US welcomes Russian offer to freeze warheads total to extend nuclear pact by a year

The apparent breakthrough, coming after months of difficult talks and two weeks before the US presidential election, appeared to narrow the gap between the sides over the fate of the 2010 New START agreement, which is due to expire in February, Reuters reported.

The demise of the treaty would lift all remaining restraints on deployments of strategic nuclear warheads and the missiles and bombers that carry them, fueling a post-Cold War arms race between the world’s largest nuclear weapons powers.

The United States last week rejected a Russian offer to unconditionally extend the pact for one year, saying that any proposal that did not envisage freezing all nuclear warheads - both strategic and tactical – was a “nonstarter”.

But a statement published by the Russian Foreign Ministry on Tuesday suggested that the two countries’ positions had moved closer.

“Russia is proposing to extend New START by one year and is ready together with the United States to make a political commitment to ‘freeze’ the number of nuclear warheads held by the parties for this period,” it said.

State Department spokeswoman Morgan Ortagus welcomed the Russian offer, saying in a statement that the United States appreciated Russia’s “willingness to make progress on the issue of nuclear arms control.”

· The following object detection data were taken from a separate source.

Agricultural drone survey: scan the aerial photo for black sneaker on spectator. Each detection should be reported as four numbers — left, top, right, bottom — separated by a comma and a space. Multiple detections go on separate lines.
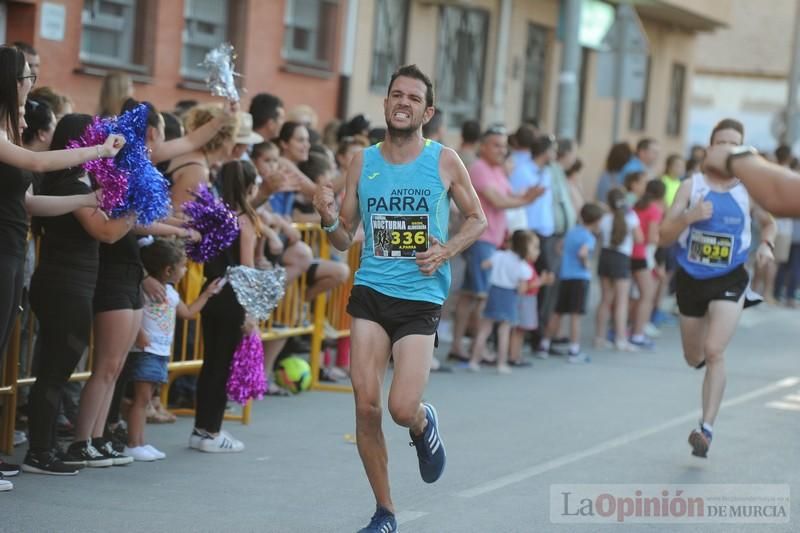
103, 420, 128, 453
92, 439, 133, 466
0, 459, 19, 477
53, 448, 86, 470
22, 450, 78, 476
64, 440, 114, 468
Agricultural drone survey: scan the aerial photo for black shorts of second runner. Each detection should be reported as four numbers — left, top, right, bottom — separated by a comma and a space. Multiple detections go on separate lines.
597, 248, 631, 279
631, 257, 647, 272
675, 266, 750, 318
347, 285, 442, 346
92, 265, 144, 314
556, 279, 589, 315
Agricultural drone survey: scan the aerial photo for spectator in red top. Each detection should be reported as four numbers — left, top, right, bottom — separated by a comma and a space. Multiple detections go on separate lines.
631, 180, 666, 346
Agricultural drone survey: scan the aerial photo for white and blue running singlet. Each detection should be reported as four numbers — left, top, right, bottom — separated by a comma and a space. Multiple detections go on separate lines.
355, 140, 450, 304
678, 174, 751, 279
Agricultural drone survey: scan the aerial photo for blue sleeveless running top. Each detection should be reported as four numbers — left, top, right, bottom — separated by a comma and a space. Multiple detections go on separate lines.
678, 174, 751, 279
354, 140, 450, 304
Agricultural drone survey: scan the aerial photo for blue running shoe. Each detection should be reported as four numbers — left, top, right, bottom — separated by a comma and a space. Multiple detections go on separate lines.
358, 505, 397, 533
628, 336, 656, 350
409, 403, 446, 483
689, 426, 711, 459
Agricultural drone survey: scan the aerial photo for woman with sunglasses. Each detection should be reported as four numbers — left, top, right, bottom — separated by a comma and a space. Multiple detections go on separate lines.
0, 46, 125, 490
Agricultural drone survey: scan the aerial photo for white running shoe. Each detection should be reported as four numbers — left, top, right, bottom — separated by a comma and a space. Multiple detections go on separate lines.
567, 352, 590, 364
123, 446, 156, 463
144, 444, 167, 459
197, 432, 244, 453
614, 341, 641, 352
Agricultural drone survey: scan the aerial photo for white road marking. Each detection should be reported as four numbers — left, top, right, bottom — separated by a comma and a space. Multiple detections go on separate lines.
456, 377, 800, 498
395, 511, 430, 525
767, 402, 800, 411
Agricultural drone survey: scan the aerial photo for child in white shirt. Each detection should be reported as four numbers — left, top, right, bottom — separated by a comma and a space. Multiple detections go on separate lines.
469, 230, 538, 374
124, 238, 225, 461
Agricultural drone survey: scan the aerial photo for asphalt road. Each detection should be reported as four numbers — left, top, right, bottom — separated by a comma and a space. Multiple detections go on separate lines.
0, 302, 800, 533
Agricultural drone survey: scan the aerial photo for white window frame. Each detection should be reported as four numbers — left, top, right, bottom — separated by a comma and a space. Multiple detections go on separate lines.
181, 0, 231, 80
80, 0, 144, 71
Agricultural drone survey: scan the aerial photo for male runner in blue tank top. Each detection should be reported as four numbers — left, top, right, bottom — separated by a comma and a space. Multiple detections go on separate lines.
661, 119, 775, 457
314, 65, 486, 533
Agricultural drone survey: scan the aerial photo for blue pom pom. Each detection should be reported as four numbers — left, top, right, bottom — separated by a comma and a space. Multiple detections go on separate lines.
109, 104, 170, 226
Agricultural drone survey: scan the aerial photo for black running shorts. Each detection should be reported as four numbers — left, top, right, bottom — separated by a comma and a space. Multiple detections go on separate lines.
347, 285, 442, 346
556, 279, 589, 315
675, 266, 750, 318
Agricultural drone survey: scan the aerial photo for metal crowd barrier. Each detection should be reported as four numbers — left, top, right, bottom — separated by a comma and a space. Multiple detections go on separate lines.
0, 224, 361, 454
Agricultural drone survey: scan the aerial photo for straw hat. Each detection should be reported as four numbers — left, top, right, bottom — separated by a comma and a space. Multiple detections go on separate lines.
236, 111, 264, 144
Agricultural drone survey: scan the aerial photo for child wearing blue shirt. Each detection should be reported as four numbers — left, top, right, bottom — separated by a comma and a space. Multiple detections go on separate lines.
540, 203, 605, 363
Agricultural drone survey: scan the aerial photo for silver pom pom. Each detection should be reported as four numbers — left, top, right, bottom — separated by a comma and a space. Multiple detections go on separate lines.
226, 265, 286, 320
200, 43, 239, 102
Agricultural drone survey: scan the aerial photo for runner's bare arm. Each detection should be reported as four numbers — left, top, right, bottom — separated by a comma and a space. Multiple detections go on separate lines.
703, 145, 800, 217
751, 204, 778, 265
416, 148, 486, 276
428, 148, 486, 259
313, 152, 364, 251
658, 180, 713, 246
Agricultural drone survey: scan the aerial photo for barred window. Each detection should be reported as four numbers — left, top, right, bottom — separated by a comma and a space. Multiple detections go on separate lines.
80, 0, 142, 70
522, 24, 547, 121
181, 0, 230, 80
369, 0, 408, 93
283, 0, 339, 70
436, 5, 489, 127
628, 56, 651, 131
667, 63, 686, 136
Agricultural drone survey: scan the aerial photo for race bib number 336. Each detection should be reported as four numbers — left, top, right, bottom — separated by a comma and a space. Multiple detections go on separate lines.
688, 230, 733, 267
372, 214, 428, 259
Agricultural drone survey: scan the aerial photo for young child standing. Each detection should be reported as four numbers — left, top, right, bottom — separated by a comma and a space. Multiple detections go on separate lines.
125, 238, 225, 461
469, 230, 538, 374
508, 233, 556, 367
594, 189, 644, 352
541, 203, 605, 363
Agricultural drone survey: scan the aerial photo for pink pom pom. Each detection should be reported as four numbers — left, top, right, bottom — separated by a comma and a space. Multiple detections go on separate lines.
226, 331, 267, 405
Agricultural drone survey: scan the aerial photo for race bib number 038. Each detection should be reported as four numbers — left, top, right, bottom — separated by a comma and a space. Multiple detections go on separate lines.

“The United States is prepared to meet immediately to finalize a verifiable agreement. We expect Russia to empower its diplomats to do the same,” she said.

Her statement highlighted one of a number of questions the sides would have to resolve to pave the way to a one-year New START extension: how they would verify that the other was adhering to the warhead deployment freeze.

The treaty can be extended for up to five years beyond its Feb. 5 expiration with the agreement of the US and Russian presidents.

Extending the pact would mark a rare bright spot in the fraught relationship between the two countries. Failure to do so would remove the main pillar maintaining the nuclear balance between them and add yet another element of tension.